Manulife's curved glass structure in South Boston has two "skins," which provide insulation for its interior like a giant Thermos bottle. It has been under construction for about two years.
The $140 million building -- a major addition to the South Boston Waterfront -- has about 420,000 square feet, of which 100,000 may be subleased.
In what was widely seen as a move preparatory to selling or merging the company, Hancock this year sold its landmark tower, two nearby buildings, and a parking garage to Beacon Capital Partners LLC for more than $900 million. Hancock signed long leases for most of the space in the buildings and assumed responsibilty for leasing out the remaining space for five years, so those buildings are essentially fully leased.
In June, Hancock agreed to sell most of the rest of its Boston real estate -- the Hard Rock Cafe building on Clarendon Street and an adjacent parking lot -- to the Related Cos. LP, based in New York, and its Boston partner, the Beal Cos.

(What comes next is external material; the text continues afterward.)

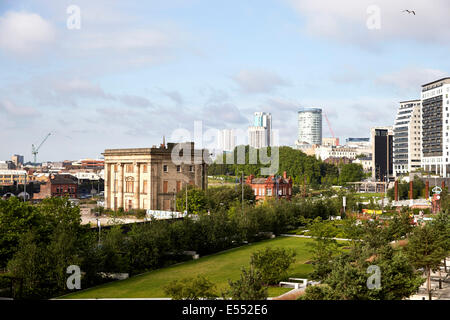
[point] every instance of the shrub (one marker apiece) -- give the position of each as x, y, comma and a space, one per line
273, 263
191, 289
248, 287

The financial services company held onto a small parcel nearby and later announced it would give that quarter-acre piece to the City of Boston for use as a park. Hancock still owns the small John Hancock Conference Center, as well as one other property, 372-378 Stuart St., a nine-floor, 149,000-square-foot building. It is between the old Berkeley Street police headquarters, which is being rebuilt as a hotel, and the US Postal Service building on Stuart Street, which is for sale.
A Boston real estate executive, who asked not to be identified, said Hancock wanted to wait to see what happened with the post office property before putting its Stuart Street building up for sale.
The 100-floor John Hancock Center in Chicago, finished in 1969 with its distinctive X-shaped cross bracing, was the tallest building in Chicago between 1969 and 1973. One of its antennas was raised last year to a height just slightly taller than the Sears Tower across the city. Shorenstein Co. LP purchased the Hancock Center in 1998.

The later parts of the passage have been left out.